Our body, our soul (mind and emotions) and our spirit are intricately connected. One part cannot function fully and wholly without the fullness and completeness of the other parts. Our bodies carry the energy from any emotional distress or mental strain we’ve experienced. Our bodies have a memory. Our bodies can only carry the emotional energy we’ve stored there for so long before it begins to buckle.
In my request for healing, I need to seek a total repair job and trust God to align my healing as one whole. For that to happen I’ve got to release everything that hinders me.
Let the past go, let the reasons go, let the identity go that doesn’t fit me anymore. When I have a hope and trust in Jesus, I can also release my hope of the future, based on His promises, and trust He’s gone ahead of me and knows the way I should take. The Father has it sorted. I don’t see in full and I will always see things differently to what the Father sees and says.
I can learn to hide myself in that knowledge and not worry. I can learn to be joyful in that. I can learn to be intentional about experiencing that mentally, emotionally and bodily. It’s called rest.
Isaiah 55:8-9 (NIV)
“For my thoughts are not your thoughts, neither are your ways my ways,” declares the Lord. “As the heavens are higher than the earth, so are my ways higher than your ways and my thoughts than your thoughts.
We need to let go, and know, that He will do what is best for our life. He will bring about what He has planned if we truly want that; if we truly believe and are prepared to lay everything down. Everything.
Firstly, what identity have we constructed for ourselves around our sickness of mind, heart or body? Can we identify in a wholeness that Jesus Christ offers, or is the identity of our brokenness still prevalent?
The blind man wouldn’t have been healed if he had seen himself as the group saw him. He wouldn’t have been healed if he'd thought, ‘Great. There goes Jesus. He walked right past me. He didn’t see me. Story of my life. My one hope. Gone.’ He would have been sitting in the dirt, blind and wretched until the day he died. But he didn’t. He placed his identity in more than what he looked like and where he sat that day.
He had a vision behind those blinded eyes of being healed and made whole.
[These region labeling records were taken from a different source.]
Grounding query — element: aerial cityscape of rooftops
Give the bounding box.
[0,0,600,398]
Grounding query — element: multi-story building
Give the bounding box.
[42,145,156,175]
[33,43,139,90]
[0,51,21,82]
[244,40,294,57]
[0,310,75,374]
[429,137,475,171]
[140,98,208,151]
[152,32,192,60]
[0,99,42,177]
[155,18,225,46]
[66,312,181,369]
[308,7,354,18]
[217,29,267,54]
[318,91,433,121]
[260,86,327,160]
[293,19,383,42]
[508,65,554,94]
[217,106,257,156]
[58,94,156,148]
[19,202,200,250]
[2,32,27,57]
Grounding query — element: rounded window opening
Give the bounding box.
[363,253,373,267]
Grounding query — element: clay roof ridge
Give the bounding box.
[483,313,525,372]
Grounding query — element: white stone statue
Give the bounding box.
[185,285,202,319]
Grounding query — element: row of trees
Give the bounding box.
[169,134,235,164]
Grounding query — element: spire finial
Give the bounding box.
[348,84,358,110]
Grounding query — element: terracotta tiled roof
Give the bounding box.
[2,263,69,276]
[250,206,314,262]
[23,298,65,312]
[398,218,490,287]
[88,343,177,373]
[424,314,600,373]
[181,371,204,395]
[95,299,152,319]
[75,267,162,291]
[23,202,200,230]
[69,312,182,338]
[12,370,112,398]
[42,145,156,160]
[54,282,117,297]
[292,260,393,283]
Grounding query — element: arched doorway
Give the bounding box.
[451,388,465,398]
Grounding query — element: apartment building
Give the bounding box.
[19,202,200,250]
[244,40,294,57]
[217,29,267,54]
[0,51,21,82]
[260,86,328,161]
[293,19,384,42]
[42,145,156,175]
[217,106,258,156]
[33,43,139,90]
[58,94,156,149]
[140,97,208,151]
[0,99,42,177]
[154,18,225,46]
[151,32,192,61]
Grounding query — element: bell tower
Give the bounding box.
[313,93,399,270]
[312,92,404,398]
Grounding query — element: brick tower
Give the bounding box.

When his eyesight was restored, he could go see his family on his own; he could get work and earn his living; he could rebuild what had been taken with his sight. He had to release His past and how others saw him. He had to release them.
Why do you think Jesus passed by him first? Why do you think He ordered those ‘group leaders’ to go back and get him? Why do you think He required the blind man to call out his healing?
When we place our identity in the wholeness of Jesus Christ, on the knowledge that He took all of our brokenness and placed it on the cross, we can answer His question to His disciples, ‘who do you say I am?’ Simon Peter answered, ‘you are the Christ, the Messiah, the Son of the living God’. Jesus said, ‘you’re blessed Simon. Nobody told you that. My Father in heaven showed you that.’ (Matthew 16:15-16).
We can let Jesus show us who we are, and let ourselves heal from all that has misshaped us, body, soul and spirit. He is the author of life (Acts 3:15). God’s plan was to raise Christ from the dead, which He did, because that plan was and is the same for us.
We can let ourselves be identified and healed by Jesus in the wholeness and completeness of that Name that is above every other name by letting all those other names die to us.
His name is greater than age, weight, birth or childhood experience. His name is greater than loss, grief, disappointment or despair. His name is greater than envy, pride, futility or failure. His name is greater than any name of sickness you can think of or any person who might have had power over you. You can let yourself heal in Jesus name.
Let yourself go on a journey with Jesus. If you feel forsaken, that’s not identified in His Name. Neither is ‘forgotten’, or ‘damaged’, or ‘hopeless’. Jesus brings wholeness. Seek that wholeness in Jesus just because He is who He says He is. Journey with Him in that, and you’ll find your healing.